Le dîner d'Adieu tourna à l'aigre. Nicolas avait pourtant mis les petits plats dans les grands, tapant abondamment dans la caisse réservée aux frais de représentation. Rien n'y fit, ni les fleurs, ni les coûteux présents, ni le somptueux repas, ni les vins fins ne surent éteindre le sentiment d'avoir été bafouée. Nicolas se fit une raison, la Princesse ne lui pardonnerait pas. N'importe. Leur liaison était terminée et il lui recommanda fermement la discrétion. Son intérêt à elle aussi était d'éviter le scandale. Après tout, les ponts de la capitale étaient très gourmands en vie de princesses...
Cette menace voilée sembla porter ses fruits. Nicolas n'eut plus d'autres échos de la Princesse que par la presse de caniveau qui s'attachait aux pas des vedettes... Et il avait bien d'autres chats à fouetter, payant généreusement de sa personne et multipliant les apparitions publiques aussi bien dans les médias que sur le terrain. L'abondance promise au Peuple n'était pas au rendez-vous, et le train de vie dispendieux dont il faisait preuve, lui et les gens de son milieu, souvent avec l'argent du contribuable, passait mal. Son charme opérait moins. Seule solution, une communication efficace. Il était partout, là où on souffrait. Enfin, juste à côté. Derrière un cordon du service d'ordre. Le contact direct ne lui réussissait plus aussi bien qu'avant. Mais il avait toujours sa rhétorique, son talent d'orateur, ses discours enflammés qui lui permettaient de s'en tirer sans trop de casse. Sauf une fois.
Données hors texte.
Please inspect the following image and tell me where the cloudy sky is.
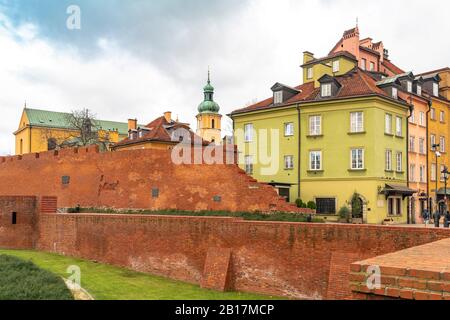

Pendant un de ses discours justement. Son attention fut alertée par la tache. Une petite tache rouge, sur son revers, comme un point lumineux. Il était debout à la tribune et vit la tache apparaître, et se promener le long de son col, puis sur sa poitrine, vers son cœur. Avant de fleurir. Comme une rose écarlate. Avec des pétales sanglants. Il s'effondra.
Foudroyé.
La Princesse bafouée s'était mise en frais. Noblesse oblige : pour faire payer l'indignité que le parvenu lui avait fait subir, elle n'avait pas regardé à la dépense. Les services des professionnels sont très coûteux. Celui-là n'avait pas usurpé sa réputation. Il faisait mouche à chaque coup. Quel que soit le dispositif de sécurité.
Nicolas était mort comme il avait vécu. Aux frais de la Princesse.